Objective The objective of this study was to develop a deep-learning-based approach to automatically segment 3D ultrasound images of the synovial tissue in osteoarthritis of the first carpometacarpal (CMC1 OA). Design Deep learning predictions on 2D ultrasound slices sampled in the transverse plane were used to view the synovial tissue of the first carpometacarpal in patients with OA, followed by reconstruction into 3D surfaces. A modified 2D U-Net was trained using a dataset of 832 2D US images resliced from 89 3D US images. Segmentation accuracy was evaluated using a testing dataset of 208 2D US images resliced from 15 3D US images.
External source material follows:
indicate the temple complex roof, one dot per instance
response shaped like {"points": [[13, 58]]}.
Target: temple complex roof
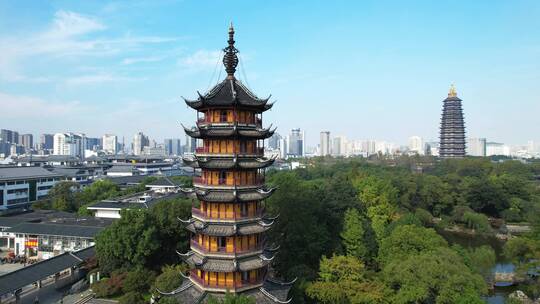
{"points": [[452, 128], [271, 292], [221, 163], [227, 265], [229, 93], [229, 195], [228, 229], [229, 131]]}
Absolute and signed performance metrics were computed, and segmentation performance was compared between the manual segmentations of raters 1 and 2. Results Results of the U-Net-based run were mean 3D DSC 86.9 ± 4.8%, recall 93.7 ± 3.6%, precision 81.1 ± 6.9%, volume percent difference 16.9 ± 10.2%, mean surface distance 0.18 ± 0.04mm, and Hausdorff distance 1.8 ± 0.8 mm. The algorithm demonstrated an overall increase in performance after 3D segmentation reconstruction compared to 2D predictions, but the difference was not statistically significant. Conclusion This study investigated the use of a modified U-Net algorithm to automatically segment the synovial tissue volume (STV) of CMC1 OA patients and demonstrated that the addition of this deep learning method increases the efficiency of STV estimations in clinical trial settings.